Introduction

Fusion is an abnormality of tooth development, defined as the union at the enamel, dentine, cementum or pulp level during different stages of odontogenesis of two or more separately developing contiguous tooth germs.1,2,3 When fusion takes place, the pulp chambers and root canals may either be joined or separated, depending on the stage of tooth development at the time of union.4 The process of tooth fusion involves epithelial and mesenchymal germ layers, usually resulting in irregular tooth morphology.5 So far as we are aware, this case report is the first to describe rare bilateral fusions observed between maxillary second and third molars, and which also included an unerupted supernumerary fourth molar possibly attached to the apical root region of the left maxillary second molar.

Case report

On presentation, a 31-year-old Chinese male complained of a spontaneous, intermittent throbbing pain that had been present for about 1 month in the maxillary right molar area. His medical history was non-contributory. However, following the taking of a panoramic radiograph, he had undergone the failed extraction of a third molar 1 week earlier in a private dental clinic. The dental pulp of the third molar had been exposed during the failed extraction, and pain had continued subsequent to the placement of a restoration.

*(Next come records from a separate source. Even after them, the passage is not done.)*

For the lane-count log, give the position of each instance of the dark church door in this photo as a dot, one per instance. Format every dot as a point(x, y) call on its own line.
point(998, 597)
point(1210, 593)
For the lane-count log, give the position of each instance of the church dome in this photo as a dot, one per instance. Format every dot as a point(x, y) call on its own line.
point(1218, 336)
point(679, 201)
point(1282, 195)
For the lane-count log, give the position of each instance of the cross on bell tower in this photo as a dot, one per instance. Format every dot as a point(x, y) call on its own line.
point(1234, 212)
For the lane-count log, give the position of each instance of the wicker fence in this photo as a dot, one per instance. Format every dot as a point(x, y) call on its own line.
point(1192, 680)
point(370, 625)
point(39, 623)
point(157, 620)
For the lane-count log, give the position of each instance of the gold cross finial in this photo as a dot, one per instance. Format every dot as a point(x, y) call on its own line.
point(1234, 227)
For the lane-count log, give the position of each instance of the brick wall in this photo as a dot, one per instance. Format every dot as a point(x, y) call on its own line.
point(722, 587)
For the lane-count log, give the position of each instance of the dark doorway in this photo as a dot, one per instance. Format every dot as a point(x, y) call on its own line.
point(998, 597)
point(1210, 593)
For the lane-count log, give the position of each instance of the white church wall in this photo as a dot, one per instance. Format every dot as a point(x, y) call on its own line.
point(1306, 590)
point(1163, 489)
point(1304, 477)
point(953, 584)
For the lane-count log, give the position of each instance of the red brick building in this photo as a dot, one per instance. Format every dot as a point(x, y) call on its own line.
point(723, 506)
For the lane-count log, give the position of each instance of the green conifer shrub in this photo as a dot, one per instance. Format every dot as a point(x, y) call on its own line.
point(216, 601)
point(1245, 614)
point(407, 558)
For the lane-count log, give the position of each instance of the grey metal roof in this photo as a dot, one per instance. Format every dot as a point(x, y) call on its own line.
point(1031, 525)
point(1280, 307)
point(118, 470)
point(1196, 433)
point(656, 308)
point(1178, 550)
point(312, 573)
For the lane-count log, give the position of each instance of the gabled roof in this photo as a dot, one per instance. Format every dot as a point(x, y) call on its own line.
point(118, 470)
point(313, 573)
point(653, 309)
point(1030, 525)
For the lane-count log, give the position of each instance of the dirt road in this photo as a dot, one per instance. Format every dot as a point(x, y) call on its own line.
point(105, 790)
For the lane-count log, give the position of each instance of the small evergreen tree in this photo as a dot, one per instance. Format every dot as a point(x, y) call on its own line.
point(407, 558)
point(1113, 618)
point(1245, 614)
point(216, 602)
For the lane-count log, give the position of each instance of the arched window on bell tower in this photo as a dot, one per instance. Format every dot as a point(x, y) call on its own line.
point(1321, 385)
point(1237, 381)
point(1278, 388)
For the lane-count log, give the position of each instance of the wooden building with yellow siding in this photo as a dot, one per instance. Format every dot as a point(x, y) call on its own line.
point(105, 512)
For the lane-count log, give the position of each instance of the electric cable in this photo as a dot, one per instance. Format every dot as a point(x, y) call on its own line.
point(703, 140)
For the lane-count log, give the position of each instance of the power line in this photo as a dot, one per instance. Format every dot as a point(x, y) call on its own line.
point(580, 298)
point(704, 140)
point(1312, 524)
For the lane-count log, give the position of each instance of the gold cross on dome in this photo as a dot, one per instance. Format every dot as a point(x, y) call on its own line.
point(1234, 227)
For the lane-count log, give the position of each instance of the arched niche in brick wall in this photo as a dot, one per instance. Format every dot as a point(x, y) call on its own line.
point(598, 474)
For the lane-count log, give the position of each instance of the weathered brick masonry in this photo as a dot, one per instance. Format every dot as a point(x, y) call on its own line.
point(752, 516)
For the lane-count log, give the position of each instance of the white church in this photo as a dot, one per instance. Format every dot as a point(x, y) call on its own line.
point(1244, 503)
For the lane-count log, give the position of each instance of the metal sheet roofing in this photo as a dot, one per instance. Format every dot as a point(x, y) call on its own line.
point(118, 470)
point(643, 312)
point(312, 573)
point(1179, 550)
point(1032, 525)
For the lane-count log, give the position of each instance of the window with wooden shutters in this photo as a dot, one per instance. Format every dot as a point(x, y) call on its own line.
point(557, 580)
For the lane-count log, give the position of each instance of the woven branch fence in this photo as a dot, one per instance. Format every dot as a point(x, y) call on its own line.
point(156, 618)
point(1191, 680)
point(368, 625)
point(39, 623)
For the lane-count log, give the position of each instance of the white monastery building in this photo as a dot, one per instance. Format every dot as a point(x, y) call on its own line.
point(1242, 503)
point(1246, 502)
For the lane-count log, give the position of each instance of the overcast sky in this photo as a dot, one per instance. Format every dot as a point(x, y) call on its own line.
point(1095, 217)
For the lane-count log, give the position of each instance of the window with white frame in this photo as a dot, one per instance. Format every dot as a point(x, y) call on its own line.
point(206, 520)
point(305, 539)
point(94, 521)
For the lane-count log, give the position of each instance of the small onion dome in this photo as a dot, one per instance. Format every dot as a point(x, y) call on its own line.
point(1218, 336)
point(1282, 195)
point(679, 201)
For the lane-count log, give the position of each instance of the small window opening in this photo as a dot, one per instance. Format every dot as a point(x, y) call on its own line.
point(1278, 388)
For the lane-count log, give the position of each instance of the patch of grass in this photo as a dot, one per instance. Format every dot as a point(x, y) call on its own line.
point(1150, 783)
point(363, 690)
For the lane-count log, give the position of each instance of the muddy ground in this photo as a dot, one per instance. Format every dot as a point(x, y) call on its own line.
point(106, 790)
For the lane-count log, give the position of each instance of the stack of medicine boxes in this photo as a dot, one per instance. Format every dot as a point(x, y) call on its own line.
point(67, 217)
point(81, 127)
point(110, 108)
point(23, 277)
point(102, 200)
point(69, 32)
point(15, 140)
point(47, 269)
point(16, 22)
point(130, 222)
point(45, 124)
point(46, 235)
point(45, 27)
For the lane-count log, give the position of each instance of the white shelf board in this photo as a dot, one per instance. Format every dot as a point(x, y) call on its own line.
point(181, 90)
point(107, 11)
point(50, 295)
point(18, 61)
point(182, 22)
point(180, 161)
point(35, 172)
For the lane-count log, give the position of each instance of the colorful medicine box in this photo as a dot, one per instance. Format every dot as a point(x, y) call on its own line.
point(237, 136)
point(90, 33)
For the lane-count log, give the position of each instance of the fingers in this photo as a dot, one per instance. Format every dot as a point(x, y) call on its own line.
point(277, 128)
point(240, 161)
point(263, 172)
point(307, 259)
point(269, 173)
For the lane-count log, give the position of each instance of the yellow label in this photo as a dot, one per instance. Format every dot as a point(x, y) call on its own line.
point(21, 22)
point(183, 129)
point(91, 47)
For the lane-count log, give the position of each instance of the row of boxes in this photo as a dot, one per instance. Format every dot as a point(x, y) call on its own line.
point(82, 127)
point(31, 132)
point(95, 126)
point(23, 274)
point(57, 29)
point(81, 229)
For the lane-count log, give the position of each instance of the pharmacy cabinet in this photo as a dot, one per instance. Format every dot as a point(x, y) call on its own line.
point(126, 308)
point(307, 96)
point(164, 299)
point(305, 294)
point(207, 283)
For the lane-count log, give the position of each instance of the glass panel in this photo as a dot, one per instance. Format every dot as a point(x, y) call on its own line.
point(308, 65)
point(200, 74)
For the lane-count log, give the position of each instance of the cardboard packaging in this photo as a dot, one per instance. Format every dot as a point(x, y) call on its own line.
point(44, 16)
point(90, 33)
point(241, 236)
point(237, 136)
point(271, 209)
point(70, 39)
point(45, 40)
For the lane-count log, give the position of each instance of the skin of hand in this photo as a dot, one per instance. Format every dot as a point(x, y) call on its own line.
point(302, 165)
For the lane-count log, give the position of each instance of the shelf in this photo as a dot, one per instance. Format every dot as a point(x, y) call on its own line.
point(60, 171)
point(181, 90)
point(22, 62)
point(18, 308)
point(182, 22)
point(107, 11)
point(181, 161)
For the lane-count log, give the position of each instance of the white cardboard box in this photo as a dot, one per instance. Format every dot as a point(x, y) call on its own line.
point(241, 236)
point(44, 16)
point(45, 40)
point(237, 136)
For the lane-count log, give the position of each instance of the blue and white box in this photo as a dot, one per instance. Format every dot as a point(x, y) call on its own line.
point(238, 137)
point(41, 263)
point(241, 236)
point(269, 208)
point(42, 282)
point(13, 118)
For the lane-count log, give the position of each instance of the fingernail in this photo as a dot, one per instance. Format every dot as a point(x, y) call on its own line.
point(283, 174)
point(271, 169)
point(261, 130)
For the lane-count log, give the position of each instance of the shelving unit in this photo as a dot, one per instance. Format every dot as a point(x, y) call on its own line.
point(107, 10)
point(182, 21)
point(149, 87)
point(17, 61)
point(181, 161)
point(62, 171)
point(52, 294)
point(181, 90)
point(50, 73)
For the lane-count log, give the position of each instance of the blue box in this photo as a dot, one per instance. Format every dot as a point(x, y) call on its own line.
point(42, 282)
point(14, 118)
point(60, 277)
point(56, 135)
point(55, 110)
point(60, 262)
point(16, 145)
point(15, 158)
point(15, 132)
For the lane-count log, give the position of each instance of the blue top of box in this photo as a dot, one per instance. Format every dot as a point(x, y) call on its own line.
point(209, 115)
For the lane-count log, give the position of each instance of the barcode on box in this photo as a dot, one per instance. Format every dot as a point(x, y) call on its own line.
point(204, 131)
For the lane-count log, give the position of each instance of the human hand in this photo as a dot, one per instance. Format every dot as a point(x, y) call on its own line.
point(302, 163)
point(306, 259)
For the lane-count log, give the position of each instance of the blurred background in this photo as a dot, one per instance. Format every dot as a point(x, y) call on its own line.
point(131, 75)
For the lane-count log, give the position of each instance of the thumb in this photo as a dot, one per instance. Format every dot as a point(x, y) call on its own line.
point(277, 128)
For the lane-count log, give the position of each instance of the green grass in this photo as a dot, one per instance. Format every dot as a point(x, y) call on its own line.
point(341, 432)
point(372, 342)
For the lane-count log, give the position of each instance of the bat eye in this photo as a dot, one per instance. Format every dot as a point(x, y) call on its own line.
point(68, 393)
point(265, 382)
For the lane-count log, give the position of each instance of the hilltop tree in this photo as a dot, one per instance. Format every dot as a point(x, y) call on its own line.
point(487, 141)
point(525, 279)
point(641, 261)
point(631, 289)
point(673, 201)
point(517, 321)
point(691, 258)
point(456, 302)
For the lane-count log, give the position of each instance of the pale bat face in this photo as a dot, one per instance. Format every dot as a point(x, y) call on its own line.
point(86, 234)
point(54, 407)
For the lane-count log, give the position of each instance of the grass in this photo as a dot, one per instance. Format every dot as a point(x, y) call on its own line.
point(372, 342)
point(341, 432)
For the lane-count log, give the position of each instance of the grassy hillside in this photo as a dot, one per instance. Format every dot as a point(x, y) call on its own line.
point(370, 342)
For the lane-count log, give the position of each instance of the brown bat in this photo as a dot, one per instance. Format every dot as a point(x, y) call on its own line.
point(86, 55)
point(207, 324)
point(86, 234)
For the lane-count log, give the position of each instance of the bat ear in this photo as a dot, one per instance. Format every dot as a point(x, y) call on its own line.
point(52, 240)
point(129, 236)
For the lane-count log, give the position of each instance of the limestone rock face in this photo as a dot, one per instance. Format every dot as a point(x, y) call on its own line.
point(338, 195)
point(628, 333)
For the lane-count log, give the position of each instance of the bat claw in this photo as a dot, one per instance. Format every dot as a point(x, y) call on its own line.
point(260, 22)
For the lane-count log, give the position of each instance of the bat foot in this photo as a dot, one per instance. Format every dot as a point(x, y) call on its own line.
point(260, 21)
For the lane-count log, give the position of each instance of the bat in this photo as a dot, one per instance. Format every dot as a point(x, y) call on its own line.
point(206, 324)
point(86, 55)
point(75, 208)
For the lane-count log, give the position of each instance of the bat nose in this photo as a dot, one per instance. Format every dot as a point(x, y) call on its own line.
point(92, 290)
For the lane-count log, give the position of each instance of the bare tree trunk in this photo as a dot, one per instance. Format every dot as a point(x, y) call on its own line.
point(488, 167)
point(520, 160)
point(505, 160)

Clinical examination revealed what appeared initially to be a damaged large extra cusp on the buccal aspect of the distobuccal cusp of the maxillary right second molar, but distinct developmental grooves separated them. Carious lesions were present on the occlusal and distoproximal surfaces of the second molar, and both molars elicited sensitivity responses to cold and electric pulp testing. The non-mobile second molar was slightly tender to percussion, periodontal probing depth was less than 3.0 mm and there were no swellings present. The patient stated that no other family member had a similar dental condition.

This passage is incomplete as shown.